Pruitt’s aides returned the email almost immediately and set up a meeting, in a bout of enthusiasm usually reserved for oil and gas lobbyists.

Weeks later, the EPA, which under Pruitt has emphasized Superfund cleanups while sidelining other traditional duties, put the Orange County site on a list of areas to address. Pruitt then proposed placing the site on the agency’s National Priorities List, which could make it eligible for further federal funding down the line.

In keeping with Pruitt’s unprecedented secrecy, the meeting with Hewitt’s lawyers was never disclosed to the public; it was uncovered by the Sierra Club through a Freedom of Information Act lawsuit. Documents obtained by the group also showed that Pruitt went out of his way to avoid unfriendly questioning at events, among other revelations.

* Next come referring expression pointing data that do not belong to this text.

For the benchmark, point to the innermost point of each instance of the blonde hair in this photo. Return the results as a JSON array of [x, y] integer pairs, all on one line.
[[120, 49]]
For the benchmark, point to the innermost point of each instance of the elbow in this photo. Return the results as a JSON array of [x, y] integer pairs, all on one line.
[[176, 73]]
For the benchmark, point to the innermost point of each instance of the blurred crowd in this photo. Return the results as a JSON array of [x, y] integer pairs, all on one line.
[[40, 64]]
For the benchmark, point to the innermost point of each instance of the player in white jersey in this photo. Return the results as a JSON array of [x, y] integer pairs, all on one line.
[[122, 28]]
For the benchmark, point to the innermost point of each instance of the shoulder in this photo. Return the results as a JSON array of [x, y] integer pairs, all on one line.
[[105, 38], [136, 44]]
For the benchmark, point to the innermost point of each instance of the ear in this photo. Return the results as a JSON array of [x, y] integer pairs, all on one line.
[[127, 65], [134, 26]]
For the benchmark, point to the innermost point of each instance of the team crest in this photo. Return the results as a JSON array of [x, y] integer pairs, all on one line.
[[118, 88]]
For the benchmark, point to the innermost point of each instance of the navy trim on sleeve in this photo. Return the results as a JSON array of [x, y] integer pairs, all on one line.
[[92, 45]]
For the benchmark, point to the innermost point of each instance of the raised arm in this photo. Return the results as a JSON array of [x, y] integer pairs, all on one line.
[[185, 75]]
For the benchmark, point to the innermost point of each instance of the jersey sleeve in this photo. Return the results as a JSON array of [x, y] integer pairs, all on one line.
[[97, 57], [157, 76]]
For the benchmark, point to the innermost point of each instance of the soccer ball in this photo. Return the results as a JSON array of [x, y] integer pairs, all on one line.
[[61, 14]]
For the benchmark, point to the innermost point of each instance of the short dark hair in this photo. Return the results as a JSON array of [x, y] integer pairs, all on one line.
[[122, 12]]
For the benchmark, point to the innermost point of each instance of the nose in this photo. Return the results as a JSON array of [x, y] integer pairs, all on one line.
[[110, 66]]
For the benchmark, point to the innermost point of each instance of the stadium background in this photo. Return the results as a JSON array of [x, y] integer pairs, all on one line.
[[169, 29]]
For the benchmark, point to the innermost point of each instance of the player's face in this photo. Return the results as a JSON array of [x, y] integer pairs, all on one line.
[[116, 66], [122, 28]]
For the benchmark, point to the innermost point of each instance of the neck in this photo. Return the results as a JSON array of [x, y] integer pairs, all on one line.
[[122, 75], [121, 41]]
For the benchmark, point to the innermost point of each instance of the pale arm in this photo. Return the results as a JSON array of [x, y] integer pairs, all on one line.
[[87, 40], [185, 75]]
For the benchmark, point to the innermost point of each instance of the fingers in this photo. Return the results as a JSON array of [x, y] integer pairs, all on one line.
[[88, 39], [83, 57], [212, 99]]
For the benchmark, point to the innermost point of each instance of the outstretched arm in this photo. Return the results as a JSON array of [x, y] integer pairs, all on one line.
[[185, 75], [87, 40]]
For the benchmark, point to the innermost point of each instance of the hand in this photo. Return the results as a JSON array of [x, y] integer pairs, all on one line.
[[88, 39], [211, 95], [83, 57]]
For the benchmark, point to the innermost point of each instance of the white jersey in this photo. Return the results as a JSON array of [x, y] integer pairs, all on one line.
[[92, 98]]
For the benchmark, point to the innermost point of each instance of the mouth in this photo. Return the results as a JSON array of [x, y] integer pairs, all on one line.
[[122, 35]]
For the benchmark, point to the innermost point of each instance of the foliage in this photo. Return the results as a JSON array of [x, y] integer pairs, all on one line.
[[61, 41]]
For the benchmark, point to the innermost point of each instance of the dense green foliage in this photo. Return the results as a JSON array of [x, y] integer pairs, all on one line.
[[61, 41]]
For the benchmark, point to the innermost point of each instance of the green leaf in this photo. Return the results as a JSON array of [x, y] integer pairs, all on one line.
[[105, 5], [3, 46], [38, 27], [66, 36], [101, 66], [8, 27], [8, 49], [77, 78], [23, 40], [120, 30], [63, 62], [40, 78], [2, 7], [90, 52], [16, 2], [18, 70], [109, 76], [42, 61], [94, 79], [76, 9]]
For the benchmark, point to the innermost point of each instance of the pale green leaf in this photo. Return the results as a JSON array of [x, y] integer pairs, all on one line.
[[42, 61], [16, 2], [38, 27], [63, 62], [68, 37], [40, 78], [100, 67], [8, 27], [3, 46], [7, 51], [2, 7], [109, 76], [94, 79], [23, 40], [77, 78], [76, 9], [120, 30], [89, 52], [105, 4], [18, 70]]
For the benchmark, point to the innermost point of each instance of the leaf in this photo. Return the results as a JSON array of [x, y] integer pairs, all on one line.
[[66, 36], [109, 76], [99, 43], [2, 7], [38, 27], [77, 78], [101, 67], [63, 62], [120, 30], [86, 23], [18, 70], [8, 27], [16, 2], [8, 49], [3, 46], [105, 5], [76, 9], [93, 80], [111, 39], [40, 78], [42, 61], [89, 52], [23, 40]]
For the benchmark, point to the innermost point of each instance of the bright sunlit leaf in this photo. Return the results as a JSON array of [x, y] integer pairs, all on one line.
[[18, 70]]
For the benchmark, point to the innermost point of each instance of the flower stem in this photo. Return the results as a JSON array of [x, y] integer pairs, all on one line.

As Pruitt’s problems have piled up, Hewitt, a conservative voice at MSNBC, has consistently stood by him, labeling the charges against him as “nonsense.”

In an email to Politico, Hewitt said that Pruitt was a friend, but that he did not work with him. On Twitter, he called the newly revealed meeting a “non-story, and said that he had often mentioned his friendship with Pruitt on air.

Pruitt faces at least 11 separate investigations over behavior that ranges from renting a cut-rate room from an energy lobbyist’s wife to repeatedly flying first-class, supposedly to avoid frightening threats like the time someone drew a mustache on a picture of his face.

The New York Times reported on Monday that President Trump was finally tiring of Pruitt’s endless distractions, and is being urged by advisers to fire him.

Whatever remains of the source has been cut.